This reality won’t stop any of them from confidently investing your money in “economic development” as if they have some window into the future of American prosperity, of course, but let’s not kid ourselves about what’s really going on. While people who work for a living tend to understand that the future is messy and unpredictable (which is why most of us choose to work for large, stable companies rather than risk venturing out on our own), to politicians the future is a term paper problem. Economy in a funk? No problem, says Obama. I covered that at Columbia.
Your local politicos have a similar conceit, which can be summed up in the political canard that is some variant of the tiresome campaign slogan: New Solutions — as if there are such things, and as if Congressman Blowhard, who is only successful by dint of talking far more than he listens, has somehow divined what they are.
So all this talk of politicians rolling up their sleeves to work for the rest of us evokes the image of a drunken uncle insisting that he be allowed a turn at the wheel on the family vacation. You have to let him stay in the station wagon because he is your uncle, but he ought to sit in the very back, away from the children, where he can stare out the rear window and offer bold pronouncements about where you have been, and pretend that he had some part in getting you there.

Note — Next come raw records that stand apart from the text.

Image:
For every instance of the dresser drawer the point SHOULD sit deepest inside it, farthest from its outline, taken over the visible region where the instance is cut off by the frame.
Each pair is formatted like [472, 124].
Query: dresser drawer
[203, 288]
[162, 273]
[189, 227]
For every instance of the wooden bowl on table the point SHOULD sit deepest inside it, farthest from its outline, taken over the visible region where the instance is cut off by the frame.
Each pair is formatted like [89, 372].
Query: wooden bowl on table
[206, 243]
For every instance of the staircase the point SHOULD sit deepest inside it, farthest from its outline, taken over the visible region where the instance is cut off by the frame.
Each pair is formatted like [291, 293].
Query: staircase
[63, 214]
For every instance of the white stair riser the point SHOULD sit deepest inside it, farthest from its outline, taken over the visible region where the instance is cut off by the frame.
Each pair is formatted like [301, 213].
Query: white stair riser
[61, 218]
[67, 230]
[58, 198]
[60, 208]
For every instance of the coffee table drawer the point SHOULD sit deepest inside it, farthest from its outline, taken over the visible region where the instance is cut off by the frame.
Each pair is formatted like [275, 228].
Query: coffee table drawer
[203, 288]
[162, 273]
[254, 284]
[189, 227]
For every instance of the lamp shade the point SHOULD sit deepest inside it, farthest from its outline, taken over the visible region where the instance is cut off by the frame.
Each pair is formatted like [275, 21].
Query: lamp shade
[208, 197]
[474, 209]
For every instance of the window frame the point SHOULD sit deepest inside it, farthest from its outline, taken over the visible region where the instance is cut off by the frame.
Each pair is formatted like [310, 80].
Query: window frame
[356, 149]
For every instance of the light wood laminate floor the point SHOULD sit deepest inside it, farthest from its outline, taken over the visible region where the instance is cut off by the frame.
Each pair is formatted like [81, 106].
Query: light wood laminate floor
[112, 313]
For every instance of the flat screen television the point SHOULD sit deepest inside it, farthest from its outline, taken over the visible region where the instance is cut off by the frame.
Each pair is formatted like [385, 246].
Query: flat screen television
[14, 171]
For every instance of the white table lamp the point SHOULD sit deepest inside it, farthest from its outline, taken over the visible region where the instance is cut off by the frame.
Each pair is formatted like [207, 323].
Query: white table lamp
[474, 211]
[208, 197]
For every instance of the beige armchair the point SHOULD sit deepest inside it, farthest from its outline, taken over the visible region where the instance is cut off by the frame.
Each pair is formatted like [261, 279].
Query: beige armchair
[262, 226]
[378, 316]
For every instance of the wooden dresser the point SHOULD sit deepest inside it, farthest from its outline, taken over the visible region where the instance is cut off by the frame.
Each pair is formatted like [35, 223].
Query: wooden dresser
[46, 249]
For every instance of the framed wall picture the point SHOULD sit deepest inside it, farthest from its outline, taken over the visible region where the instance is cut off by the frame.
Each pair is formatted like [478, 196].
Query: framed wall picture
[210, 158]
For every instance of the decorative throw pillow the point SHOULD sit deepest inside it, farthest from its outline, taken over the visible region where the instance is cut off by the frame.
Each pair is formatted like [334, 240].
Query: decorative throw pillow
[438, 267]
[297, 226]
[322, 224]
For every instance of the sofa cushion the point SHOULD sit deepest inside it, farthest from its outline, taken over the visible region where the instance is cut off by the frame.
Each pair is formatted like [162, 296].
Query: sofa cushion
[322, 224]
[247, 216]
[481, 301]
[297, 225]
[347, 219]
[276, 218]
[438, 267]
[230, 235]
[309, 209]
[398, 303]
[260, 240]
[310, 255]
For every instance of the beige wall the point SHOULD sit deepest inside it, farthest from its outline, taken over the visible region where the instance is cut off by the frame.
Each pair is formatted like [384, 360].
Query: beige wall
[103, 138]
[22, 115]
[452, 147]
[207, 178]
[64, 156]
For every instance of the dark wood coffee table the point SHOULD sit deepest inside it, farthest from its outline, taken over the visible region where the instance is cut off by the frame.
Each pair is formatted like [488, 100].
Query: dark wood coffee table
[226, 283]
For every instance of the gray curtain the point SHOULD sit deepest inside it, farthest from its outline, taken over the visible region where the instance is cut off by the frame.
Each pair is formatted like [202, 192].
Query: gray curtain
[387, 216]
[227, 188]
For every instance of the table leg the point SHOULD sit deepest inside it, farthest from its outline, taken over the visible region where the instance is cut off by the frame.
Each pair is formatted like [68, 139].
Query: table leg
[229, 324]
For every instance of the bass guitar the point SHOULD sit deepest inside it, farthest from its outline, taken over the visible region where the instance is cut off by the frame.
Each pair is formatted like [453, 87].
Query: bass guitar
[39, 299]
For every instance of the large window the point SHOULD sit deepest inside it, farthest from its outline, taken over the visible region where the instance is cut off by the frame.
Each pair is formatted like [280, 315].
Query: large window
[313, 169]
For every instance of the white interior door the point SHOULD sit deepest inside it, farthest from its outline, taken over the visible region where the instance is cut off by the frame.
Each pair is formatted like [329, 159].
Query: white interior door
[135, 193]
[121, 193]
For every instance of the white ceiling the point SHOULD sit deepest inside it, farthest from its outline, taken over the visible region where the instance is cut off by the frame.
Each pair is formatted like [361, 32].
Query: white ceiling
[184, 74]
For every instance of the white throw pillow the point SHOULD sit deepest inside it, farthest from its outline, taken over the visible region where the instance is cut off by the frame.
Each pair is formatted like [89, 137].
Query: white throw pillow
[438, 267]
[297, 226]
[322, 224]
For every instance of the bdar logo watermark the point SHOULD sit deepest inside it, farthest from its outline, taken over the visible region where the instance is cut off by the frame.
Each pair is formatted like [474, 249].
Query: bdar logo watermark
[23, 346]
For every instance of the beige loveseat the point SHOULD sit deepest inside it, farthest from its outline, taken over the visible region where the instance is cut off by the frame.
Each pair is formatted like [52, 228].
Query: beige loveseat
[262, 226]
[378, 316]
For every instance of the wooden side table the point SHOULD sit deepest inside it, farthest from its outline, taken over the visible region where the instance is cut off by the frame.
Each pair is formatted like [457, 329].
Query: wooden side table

The real problem, I suppose, is that too many of us have gotten into the habit of thinking that the jabbering drunk ought to be the one at the wheel, that there really is a road to a painless future up ahead somewhere, and only he can find it. Which is why I think we ought not let anyone vote until he has mastered three books: Bastiat’s The Law, Hazlitt’s Economics in One Lesson, and Seuss’s I Had Trouble in Getting to Solla Sollew. Which is one reason why, further, I will never be a viable candidate for public office.